HIV-2 nPCR may have certain limitations, mainly due to low replicative capacity of the virus and low proviral copy numbers in the PBMC of infected individuals. The sensitivity of PCR for detecting proviral DNA in serologically detected HIV-2 varied from 52 to 84% in earlier studies in which Taq DNA polymerase was used for amplification (68, 18, 21). An improved PCR method, using XL PCR (Perkin-Elmer Applied Biosystems, Alameda, Calif.) in the first round followed by a nested PCR to amplify a sequence within HIV-2 env, increased sensitivity to 95% (3). Our study also used the same primer sets that were previously employed (3). Since the first-round primers are from the most-conserved region in pol, the chance of amplification increases through long terminal repeat including env, even though the strains show variation in the env sequence. In contrast to the V3 region of HIV-1, the V3 region of HIV-2 is more conserved. This PCR technique successfully amplified HIV-2 DNA from two patients who were on triple-drug antiretroviral therapy for 4 to 6 months and who could reasonably be expected to have extremely low viral burdens. Considering these factors, this technique can be considered a highly sensitive method for the detection of HIV-2 DNA from PBMC. Since the closely related virus HIV-1 is not amplified, this HIV-2 nPCR is highly specific.
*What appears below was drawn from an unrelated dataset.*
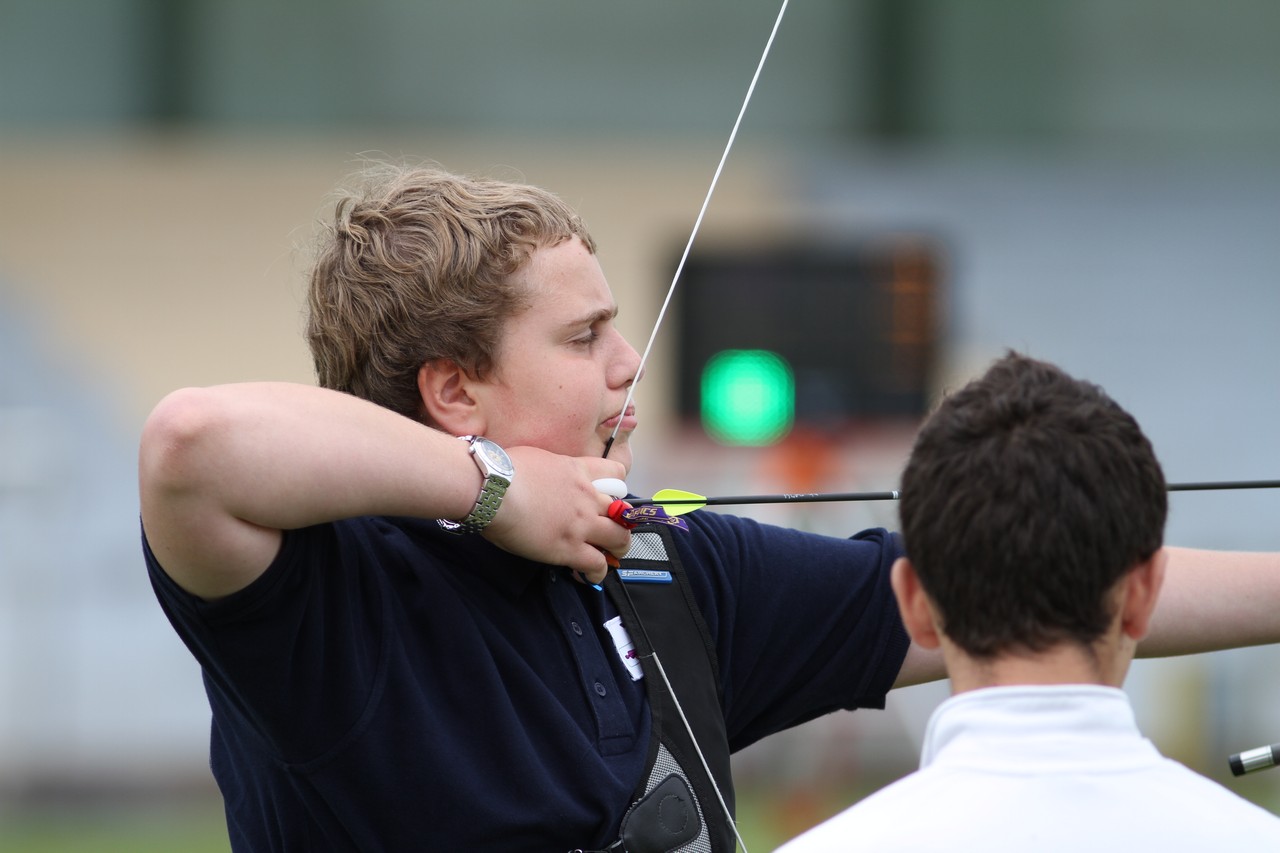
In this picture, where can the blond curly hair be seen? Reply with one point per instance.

The primary motivation for using a PCR-based diagnosis of HIV-2 infection is that in serologically detected HIV-1- and -2-positive samples, dual reactivity may be due to one of the following reasons in addition to true dual infection: extensive cross-reactivity of antibodies of either HIV type, infection by one virus and exposure to a second one, and infection with a putative intermediate virus (10). The earlier reports on PCR confirmation of dual-positive samples showed a PCR-positive rate varying from 18 to 62% (6, 1416). Immunoblot data from this institution (the Christian Medical College Hospital), collected between 1993 and 1997, showed a prevalence of 2.1% for dual infections among the HIV infections, which was higher than that of HIV-2 infection alone (1.8%) (11). Reports from western parts of India showed prevalence rates in high-risk groups varying from 5 to 20% for dual infection, by serological methods. Such high proportions of dual infection might be inconsistent with HIV-2 infection serving a protective role against HIV-1 infection (22). However, because of cross-reactivity in immunoblotting, these figures may be falsely high. Although PCR is considered the “gold standard” for the detection of HIV-2, RIBA appears to be more specific in detecting HIV-2 than the other two immunoblot assays. Despite the limitations of the sample size, in conclusion we think that immunoblots may overestimate the prevalence of HIV-2 and that the data require reassessment with PCR testing.